There are sections on the different types of surgeries, and then
there is a section on what to do the day of the operation. It walks
you through all the prep work, medications, and pre-operative
procedures that you will undergo.
Then a funny thing happens: it skips right to a section called After
Surgery. That’s right, not a fucking word about the 3-4 hours you’ll spend
with your sternum sawed in half and your chest pried open like a fucking
clamshell. No talk about the fact you’ll be breathing using a machine, or that
they will have to, at one point, cool down your body to 83 degrees Fahrenheit
and stop your blood flow for a few minutes while they make the repairs. No talk
about the fact that your aortic valve will then be replaced by a pig’s, or that
you might technically be dead for a period of 10-12 minutes. It skips right to
talking about how you’ll be in the intensive care unit when you wake up—and oh,
you might be groggy, and in excruciating pain. But it’s cool, there’s enough
cookies and juice for everyone!
Then it goes into all the shit you’ll be going through while you’re in the
hospital. It talks about how you’ll have a breathing tube down your nose and you
won’t be able to talk to your family. You’ll have to let them know how you feel
by blinking, gently nodding, or writing notes. That’s pretty sweet; I’m hoping
that after doing this for a while I’ll be able to dominate in my weekly charades
game. It talks about how two tubes will be inserted into your chest to prevent
fluid from accumulating in the chest cavity. Then it says, “The chest tube(s)

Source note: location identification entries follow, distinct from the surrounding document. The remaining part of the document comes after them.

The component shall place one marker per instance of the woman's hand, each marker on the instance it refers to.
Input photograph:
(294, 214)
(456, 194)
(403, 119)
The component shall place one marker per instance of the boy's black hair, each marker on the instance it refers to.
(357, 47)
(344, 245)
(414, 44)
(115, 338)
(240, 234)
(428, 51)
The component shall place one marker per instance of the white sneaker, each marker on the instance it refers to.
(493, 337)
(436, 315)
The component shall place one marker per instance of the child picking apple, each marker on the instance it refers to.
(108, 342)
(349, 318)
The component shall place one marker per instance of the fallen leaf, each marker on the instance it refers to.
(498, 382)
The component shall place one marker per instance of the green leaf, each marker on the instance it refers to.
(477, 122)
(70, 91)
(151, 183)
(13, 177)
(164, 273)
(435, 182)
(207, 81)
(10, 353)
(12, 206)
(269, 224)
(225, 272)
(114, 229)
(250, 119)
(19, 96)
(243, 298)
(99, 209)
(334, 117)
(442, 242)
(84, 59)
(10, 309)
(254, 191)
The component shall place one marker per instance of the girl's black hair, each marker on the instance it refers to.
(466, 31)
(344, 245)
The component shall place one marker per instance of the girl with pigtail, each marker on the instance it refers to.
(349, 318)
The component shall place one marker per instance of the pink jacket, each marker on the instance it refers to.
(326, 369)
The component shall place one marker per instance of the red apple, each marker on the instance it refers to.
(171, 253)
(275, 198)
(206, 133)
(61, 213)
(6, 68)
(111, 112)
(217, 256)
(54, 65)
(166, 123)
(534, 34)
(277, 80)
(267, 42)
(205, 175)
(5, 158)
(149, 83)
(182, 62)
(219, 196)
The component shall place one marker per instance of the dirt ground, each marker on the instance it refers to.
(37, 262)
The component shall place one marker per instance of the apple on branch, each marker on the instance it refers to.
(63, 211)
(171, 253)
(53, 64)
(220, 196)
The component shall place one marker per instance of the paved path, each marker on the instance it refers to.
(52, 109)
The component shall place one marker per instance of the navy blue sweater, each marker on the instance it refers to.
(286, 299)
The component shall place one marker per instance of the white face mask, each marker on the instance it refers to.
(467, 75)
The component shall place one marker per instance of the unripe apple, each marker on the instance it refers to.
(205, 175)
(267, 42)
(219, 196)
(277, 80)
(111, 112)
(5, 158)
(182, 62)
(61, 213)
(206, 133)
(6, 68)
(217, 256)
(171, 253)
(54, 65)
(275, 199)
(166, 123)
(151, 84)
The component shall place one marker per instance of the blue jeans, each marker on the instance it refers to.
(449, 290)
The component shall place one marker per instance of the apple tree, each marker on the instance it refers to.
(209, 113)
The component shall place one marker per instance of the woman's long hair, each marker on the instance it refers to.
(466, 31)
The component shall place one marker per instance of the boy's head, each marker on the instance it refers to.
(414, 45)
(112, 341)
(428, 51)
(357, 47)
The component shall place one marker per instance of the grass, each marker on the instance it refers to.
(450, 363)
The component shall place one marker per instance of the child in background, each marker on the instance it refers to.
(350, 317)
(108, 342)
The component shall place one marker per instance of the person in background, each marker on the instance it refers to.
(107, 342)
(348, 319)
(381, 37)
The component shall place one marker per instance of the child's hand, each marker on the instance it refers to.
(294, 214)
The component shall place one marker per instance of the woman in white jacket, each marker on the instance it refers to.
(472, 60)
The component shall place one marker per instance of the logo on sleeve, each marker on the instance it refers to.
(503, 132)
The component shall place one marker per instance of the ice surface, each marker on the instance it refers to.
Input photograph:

will be gently squeezed or milked to ensure adequate drainage.” Excuse me, did
you just say milked? I can’t wait for some motherfucker to try and milk me. I
dare anyone reading this to come up to me at any time, day or night, unprovoked,
and try and milk my fucking ass. That is a bad career move no matter how you
look at it. I’m not even in any pain right now and I’m pissed off just thinking
about it. Wait ‘til I’ve been cut up like a fine piece of filet, then see what
happens to the first person who tries to milk me. You have got a better chance
of squeezing your daily supplement of Vitamin D out of a mountain gorilla’s
teet.
It also says, and I quote, “Your hands will be gently restrained to remind
you not to pull the tube out.” Oh really? What it should say is, “Your hands
will be gently restrained to remind you not to punch one of the nurses in the
fucking mouth.” And God help the sonofabitch who tries to jip me out of some
pain meds. It’s cool though, I’ll just strangle the fucker with my flaccid cock,
so as to “gently remind them” I’m not to be fucked with.
Speaking of flaccid cocks, the meds they put me on have made me impotent.
Not permanently mind you (Court’s mom should be so lucky), but at least until I
have this fucking operation. What a cherry to put on top of this huge shit
sundae. Let me tell you something else too: being sterile is some shit. We
aren’t talking about “not in the mood right now” can’t get hard. Or, I just
watched some cheerleader porn and had a fervent beat off fest flaccid either.
We’re talking “can’t get hard, don’t even have the urge to get hard, I have so
much mental energy leftover that I’ve cleaned my whole condo, organized my socks
by color, and figured out an exit strategy for Iraq” can’t get hard.
This is such an in-depth mindfuck I can’t even begin to
comprehend the consequences. I once masturbated 23 times in one day.
Now I can’t even pop a woody. I wake up in the morning and there’s
nothing. No gentle reminder of my once vigorous nature. Just a
semi-large, spongy, veiny piss hose. It could be worse though I
suppose. They could be
trying to milk my prostate.
THINGS THAT PISS ME OFF:
People who come up with shticks for their columns, use them
inconsistently, and then get rid of them altogether.